Sicuramente un esempio virtuoso, ma che a Verona conta altre decine di esperienze simili…
«Vero, però nel 2020 quello che era un Centro di accoglienza straordinaria di Caritas Verona e Caritas locale si è trasformato in uno Sprar, Sistema di protezione per richiedenti asilo e rifugiati, che oggi si chiama Rete Sai, e che vede il coinvolgimento diretto del Comune di Fumane, oltre che tutti i partner citati in precedenza. Questo ha permesso di accogliere più persone, oggi sono dodici posti in due diverse abitazioni, di avere una rete di professionisti maggiore intorno ad essi e di aiutarli ancora di più ad integrarsi nel tessuto lavorativo e sociale della zona. Con questa mossa nel Comune di Fumane non possono essere aperti centri di accoglienza con numeri immensi e ingestibili, gli arrivi di profughi sono contingentati alla disponibilità del Sai, c’è una vasta rete di professionisti che li seguono, anche in quella che è l’integrazione sul territorio. Non a caso degli undici accolti attualmente nel Sai, quasi tutti hanno contratti di lavoro in zona».
E quando finisce l’accoglienza?
«Qui è intervenuta la nostra Caritas. Abbiamo trovato una abitazione in affitto in centro paese per cinque ragazzi che, finito il tempo di accoglienza con Il Samaritano, avevano un buon contratto di lavoro a Fumane ed era difficile per loro andarsene altrove. Poi, in collaborazione con l’associazione Sos Casa, abbiamo anche comprato una seconda abitazione per altri ragazzi ampiamente inseriti nella comunità. Tanto che oggi tra gli accolti nel Sai e quelli che ne usciti e che vivono integrati sul territorio, siamo ormai a venti giovani accolti. Molti altri sono passati da Fumane dal 2016 a oggi e poi hanno trovato casa e lavoro in altri paesi della provincia».
La festa organizzata a Fumane sabato scorso ha visto la partecipazione di circa 150 persone che hanno potuto degustare cibi tipici del Bangladesh, del Pakistan e del Senegal, cucinati dai ragazzi accolti. Inoltre, grazie alla collaborazione del Circolo Noi Tuttinsieme e della Caritas locale si sono susseguiti momenti di gioco con il Ludobus della coop. Hermete e il Circobus dell’associazione Ludica Circo e momenti di musica con il Drum Circle della maestra Greta Aliprandi. «Una festa di comunità – sottolineano Gianni Tomelleri, referente del progetto richiedenti asilo e rifugiati di Caritas Verona, e mons. Gino Zampieri, direttore di Caritas Verona – che è la sintesi perfetta di quello che si prefigge la Rete Sai. Accoglienza, ma anche integrazione e animazione di comunità. Come Caritas diocesana veronese siamo davvero soddisfatti che ci siano simili esempi di accoglienza sul nostro territorio».

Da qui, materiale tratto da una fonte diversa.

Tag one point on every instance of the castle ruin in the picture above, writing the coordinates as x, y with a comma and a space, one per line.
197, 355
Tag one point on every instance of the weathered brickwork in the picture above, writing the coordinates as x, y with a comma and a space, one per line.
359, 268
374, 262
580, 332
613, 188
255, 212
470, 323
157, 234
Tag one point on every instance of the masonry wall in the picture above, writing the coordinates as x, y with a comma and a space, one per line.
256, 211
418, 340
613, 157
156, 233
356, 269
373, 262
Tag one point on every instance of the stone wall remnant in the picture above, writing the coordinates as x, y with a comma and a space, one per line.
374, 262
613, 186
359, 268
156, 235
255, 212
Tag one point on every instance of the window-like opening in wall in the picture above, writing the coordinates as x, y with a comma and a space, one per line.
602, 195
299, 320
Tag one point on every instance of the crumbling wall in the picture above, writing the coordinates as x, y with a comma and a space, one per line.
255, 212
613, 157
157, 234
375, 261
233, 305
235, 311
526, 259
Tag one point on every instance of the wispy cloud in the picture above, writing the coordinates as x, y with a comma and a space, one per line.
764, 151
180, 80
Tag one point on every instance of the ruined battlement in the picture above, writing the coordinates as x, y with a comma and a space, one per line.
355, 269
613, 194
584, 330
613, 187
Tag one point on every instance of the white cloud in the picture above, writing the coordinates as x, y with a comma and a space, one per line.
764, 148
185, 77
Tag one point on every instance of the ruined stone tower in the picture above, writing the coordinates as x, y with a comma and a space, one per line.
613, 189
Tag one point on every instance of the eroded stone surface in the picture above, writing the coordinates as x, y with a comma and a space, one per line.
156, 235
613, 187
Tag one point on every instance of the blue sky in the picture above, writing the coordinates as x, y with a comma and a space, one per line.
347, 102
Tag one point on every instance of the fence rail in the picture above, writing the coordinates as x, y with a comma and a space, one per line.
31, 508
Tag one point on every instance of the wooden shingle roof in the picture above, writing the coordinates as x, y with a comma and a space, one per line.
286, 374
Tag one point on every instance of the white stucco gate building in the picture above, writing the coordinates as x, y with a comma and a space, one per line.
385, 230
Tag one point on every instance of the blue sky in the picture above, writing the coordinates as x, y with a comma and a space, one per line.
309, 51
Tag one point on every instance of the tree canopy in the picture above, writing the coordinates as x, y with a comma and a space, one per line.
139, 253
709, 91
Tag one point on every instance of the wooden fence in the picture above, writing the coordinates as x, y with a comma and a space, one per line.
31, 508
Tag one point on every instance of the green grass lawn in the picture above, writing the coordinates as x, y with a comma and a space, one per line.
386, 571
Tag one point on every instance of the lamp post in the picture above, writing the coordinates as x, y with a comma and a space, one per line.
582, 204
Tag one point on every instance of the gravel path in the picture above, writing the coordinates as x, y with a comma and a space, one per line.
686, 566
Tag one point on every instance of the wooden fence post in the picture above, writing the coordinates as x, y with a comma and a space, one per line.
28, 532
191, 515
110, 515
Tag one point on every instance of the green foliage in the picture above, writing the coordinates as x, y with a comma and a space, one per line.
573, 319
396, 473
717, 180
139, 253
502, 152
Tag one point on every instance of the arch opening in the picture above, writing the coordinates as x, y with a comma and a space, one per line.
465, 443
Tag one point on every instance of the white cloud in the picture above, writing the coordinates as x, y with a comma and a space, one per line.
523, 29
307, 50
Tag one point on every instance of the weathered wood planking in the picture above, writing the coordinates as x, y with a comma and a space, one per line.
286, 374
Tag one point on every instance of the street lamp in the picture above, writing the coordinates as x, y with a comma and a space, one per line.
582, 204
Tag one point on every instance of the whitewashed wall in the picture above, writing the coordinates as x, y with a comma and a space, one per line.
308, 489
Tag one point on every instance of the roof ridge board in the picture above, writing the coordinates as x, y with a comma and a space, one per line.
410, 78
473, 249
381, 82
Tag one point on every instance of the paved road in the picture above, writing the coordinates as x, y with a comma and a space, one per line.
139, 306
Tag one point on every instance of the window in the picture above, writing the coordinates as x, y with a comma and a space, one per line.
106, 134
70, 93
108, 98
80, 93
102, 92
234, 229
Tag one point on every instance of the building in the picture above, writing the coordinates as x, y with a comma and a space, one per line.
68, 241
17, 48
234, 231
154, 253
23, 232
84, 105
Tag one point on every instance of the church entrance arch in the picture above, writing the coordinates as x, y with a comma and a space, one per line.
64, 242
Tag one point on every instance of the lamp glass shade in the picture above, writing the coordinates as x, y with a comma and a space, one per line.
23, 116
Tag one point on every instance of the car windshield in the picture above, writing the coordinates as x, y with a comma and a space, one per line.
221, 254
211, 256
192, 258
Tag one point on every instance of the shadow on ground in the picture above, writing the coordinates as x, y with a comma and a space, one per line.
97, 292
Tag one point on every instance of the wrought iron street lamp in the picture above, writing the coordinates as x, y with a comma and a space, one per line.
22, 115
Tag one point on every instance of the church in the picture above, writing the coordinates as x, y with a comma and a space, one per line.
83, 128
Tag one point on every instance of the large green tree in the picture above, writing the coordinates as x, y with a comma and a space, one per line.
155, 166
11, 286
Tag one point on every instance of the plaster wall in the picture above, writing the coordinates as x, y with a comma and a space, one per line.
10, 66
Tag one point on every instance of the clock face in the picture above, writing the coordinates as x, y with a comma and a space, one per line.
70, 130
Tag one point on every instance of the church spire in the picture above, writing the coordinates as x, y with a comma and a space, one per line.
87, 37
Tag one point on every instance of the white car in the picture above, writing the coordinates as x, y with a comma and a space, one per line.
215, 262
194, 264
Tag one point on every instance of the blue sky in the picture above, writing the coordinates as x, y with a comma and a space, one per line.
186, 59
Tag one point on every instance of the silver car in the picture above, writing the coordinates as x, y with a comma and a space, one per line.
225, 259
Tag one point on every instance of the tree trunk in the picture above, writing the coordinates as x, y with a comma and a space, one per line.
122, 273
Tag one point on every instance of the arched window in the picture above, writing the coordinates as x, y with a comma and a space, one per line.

Conclude il sindaco Zivelonghi: «Il prossimo passo è quello di organizzare una cena con tutti i sindaci della Valpolicella per spiegare tutto ciò che c’è di buono intorno al Sistema Sai. Io ho avuto la fortuna di ereditarlo dall’amministrazione comunale precedente al mio mandato e devo ammettere che non ci può essere un modello di accoglienza migliore».